JAKARTA - Staf Khusus Menteri Keuangan Bidang Komunikasi Strategis Yustinus Prastowo angkat bicara soal upaya pemanggilan terhadap obligor Kaharudin Ongko dan langkah yang telah dilakukan oleh Satuan Tugas (Satgas) Bantuan Likuiditas Bank Indonesia (BLBI).
Yustinus mengatakan, untuk tindak lanjut ke depan terkait dengan penagihan terhadap 48 debitur dan obligor akan akan terus dilakukan dengan koordinasi dan sinergi yang baik ternasuk pemanggilan kepada salah satu obligor yaitu Kaharudin Ongko yang dijadwalkan pada 7 September 2021.
“Saya akan mendukung dengan tindakan semua upaya baik demi rakyat Indonesia.
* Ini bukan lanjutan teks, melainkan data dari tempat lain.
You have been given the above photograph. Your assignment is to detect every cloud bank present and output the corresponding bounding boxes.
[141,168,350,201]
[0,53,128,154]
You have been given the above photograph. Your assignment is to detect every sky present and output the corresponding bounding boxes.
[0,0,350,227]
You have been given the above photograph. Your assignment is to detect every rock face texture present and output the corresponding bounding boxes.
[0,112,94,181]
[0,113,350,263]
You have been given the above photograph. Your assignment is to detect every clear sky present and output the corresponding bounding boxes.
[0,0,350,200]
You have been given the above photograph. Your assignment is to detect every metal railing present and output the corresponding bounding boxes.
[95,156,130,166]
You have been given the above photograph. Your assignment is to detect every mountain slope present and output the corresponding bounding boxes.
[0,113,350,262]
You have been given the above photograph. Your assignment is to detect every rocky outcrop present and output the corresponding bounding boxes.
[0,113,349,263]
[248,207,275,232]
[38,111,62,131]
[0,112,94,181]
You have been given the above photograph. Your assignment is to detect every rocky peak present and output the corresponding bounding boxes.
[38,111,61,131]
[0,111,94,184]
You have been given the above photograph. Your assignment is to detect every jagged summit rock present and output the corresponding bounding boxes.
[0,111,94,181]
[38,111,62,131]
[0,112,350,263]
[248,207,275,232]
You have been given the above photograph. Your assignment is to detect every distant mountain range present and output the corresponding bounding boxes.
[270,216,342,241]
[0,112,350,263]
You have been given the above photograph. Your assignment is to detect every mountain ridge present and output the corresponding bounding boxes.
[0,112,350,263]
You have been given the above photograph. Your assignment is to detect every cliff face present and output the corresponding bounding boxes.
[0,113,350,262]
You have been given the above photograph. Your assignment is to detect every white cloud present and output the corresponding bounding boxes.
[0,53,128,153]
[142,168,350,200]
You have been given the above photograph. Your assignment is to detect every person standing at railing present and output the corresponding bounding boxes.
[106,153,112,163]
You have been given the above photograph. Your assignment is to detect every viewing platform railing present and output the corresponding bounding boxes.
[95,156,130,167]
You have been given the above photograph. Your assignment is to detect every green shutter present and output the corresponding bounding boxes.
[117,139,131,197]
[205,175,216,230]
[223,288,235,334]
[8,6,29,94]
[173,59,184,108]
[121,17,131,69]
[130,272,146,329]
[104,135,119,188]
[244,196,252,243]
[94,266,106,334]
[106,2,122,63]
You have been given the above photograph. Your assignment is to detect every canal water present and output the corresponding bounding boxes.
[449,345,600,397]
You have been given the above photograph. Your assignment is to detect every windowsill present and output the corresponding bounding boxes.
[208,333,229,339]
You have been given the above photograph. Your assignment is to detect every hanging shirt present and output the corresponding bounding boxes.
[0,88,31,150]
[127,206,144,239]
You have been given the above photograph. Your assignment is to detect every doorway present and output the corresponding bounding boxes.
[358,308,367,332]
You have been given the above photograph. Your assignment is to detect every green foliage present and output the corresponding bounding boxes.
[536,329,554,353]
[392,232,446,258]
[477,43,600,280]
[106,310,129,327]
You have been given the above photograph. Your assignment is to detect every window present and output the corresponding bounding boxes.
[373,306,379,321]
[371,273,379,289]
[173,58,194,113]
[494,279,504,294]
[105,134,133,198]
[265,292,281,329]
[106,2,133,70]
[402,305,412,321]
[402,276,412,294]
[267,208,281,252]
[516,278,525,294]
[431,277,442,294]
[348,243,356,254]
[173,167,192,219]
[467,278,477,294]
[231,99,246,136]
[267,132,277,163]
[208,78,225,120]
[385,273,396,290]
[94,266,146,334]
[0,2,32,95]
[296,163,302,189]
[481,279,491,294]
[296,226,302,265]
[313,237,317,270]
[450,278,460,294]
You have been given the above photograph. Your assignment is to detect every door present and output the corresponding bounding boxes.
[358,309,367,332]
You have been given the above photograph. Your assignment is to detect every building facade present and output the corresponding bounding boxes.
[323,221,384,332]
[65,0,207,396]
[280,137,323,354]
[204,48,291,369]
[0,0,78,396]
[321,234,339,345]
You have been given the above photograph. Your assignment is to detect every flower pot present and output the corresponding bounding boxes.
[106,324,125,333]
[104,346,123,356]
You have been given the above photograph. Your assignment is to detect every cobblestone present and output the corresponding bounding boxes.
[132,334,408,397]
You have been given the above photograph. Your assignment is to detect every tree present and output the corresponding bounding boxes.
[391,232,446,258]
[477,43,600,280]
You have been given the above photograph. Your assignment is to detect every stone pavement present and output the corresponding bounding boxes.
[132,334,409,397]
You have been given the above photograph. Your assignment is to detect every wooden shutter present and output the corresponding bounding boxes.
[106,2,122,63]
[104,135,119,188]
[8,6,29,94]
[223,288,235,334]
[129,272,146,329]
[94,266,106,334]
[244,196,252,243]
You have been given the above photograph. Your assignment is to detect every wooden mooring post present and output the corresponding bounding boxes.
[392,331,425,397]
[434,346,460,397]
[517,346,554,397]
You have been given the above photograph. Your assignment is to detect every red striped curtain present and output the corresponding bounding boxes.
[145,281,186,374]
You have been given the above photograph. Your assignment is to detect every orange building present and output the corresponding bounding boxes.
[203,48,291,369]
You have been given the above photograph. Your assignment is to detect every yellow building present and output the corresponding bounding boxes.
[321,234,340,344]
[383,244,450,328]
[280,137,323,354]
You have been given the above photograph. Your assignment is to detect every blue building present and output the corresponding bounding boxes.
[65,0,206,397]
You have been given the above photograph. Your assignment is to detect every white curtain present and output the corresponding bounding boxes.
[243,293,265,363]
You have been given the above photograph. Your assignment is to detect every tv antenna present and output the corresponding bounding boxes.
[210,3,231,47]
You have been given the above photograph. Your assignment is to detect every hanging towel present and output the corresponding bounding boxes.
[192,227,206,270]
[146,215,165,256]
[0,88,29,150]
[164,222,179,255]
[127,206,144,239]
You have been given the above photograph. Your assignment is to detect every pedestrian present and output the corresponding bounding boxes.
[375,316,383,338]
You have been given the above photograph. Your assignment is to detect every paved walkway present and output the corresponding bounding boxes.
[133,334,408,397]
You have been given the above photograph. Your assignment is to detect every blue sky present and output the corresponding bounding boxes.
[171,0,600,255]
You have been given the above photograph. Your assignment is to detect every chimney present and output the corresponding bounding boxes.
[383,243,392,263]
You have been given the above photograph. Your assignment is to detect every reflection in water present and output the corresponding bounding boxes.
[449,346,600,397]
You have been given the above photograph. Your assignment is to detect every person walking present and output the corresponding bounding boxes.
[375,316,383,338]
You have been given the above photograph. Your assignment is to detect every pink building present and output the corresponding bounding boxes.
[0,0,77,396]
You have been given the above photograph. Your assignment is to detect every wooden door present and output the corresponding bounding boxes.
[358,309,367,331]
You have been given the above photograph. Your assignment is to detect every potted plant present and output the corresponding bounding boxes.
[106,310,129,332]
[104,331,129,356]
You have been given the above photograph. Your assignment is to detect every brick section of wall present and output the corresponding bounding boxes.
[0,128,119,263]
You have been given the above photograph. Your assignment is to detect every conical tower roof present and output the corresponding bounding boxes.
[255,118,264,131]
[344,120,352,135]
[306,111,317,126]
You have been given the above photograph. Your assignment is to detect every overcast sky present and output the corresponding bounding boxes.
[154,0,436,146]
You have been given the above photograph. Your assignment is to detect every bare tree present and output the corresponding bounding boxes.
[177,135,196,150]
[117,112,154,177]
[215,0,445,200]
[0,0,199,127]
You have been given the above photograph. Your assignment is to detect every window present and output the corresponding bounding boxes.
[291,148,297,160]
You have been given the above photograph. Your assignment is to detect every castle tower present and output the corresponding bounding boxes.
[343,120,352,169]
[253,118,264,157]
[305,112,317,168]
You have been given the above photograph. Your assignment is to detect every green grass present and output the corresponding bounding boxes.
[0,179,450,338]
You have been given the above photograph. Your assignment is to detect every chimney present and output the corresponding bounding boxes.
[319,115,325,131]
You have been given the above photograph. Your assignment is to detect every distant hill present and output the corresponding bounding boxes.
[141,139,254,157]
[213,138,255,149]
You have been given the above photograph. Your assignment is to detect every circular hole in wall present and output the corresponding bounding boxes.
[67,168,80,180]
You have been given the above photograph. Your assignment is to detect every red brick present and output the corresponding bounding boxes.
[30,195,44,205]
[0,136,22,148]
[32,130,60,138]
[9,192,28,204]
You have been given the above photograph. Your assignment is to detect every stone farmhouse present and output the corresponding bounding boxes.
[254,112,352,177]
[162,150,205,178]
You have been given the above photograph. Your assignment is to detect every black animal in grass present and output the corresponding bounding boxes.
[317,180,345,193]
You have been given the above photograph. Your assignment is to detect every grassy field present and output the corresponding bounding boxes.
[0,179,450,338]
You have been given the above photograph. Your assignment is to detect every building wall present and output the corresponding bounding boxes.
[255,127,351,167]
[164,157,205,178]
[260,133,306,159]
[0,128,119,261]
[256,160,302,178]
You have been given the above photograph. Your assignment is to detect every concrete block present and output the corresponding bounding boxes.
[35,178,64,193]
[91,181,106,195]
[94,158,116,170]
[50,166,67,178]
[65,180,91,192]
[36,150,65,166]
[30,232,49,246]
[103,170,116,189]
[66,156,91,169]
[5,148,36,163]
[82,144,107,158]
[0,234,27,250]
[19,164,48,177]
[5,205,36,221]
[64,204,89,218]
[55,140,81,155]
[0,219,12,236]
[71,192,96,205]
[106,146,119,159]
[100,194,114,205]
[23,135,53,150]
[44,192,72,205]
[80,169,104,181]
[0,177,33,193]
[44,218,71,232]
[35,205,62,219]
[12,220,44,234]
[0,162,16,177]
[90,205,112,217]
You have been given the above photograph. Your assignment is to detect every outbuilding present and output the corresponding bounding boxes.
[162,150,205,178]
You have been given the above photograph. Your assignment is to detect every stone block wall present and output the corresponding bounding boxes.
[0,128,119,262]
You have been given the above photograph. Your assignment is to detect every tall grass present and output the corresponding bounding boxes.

Ini komitmen pribadi. Hak negara tidak boleh dikesampingkan dan negara tak boleh kalah untuk urusan yang sangat penting untuk rakyat banyak,” kata Yustinus dalam akun media sosial Twitter pribadinya dikutip, Jakarta, Minggu (5/9/2021).
Yustinus mengunggah surat pengumuman pemanggilan dari Satuan Tugas (Satgas) BLBI yang ditanda-tangani langsung oleh Rionald Silaban dan merupakan panggilan terhadap obligor Kaharudin Ongko.
“Disclaimer, saya tidak mengumumkan apapun, hanya mengunggah pengumuman di media cetak yang kebetulan saya baca. Ini informasi yang perlu diketahui publik karena pengumuman: sifatnya umum,” tulisnya.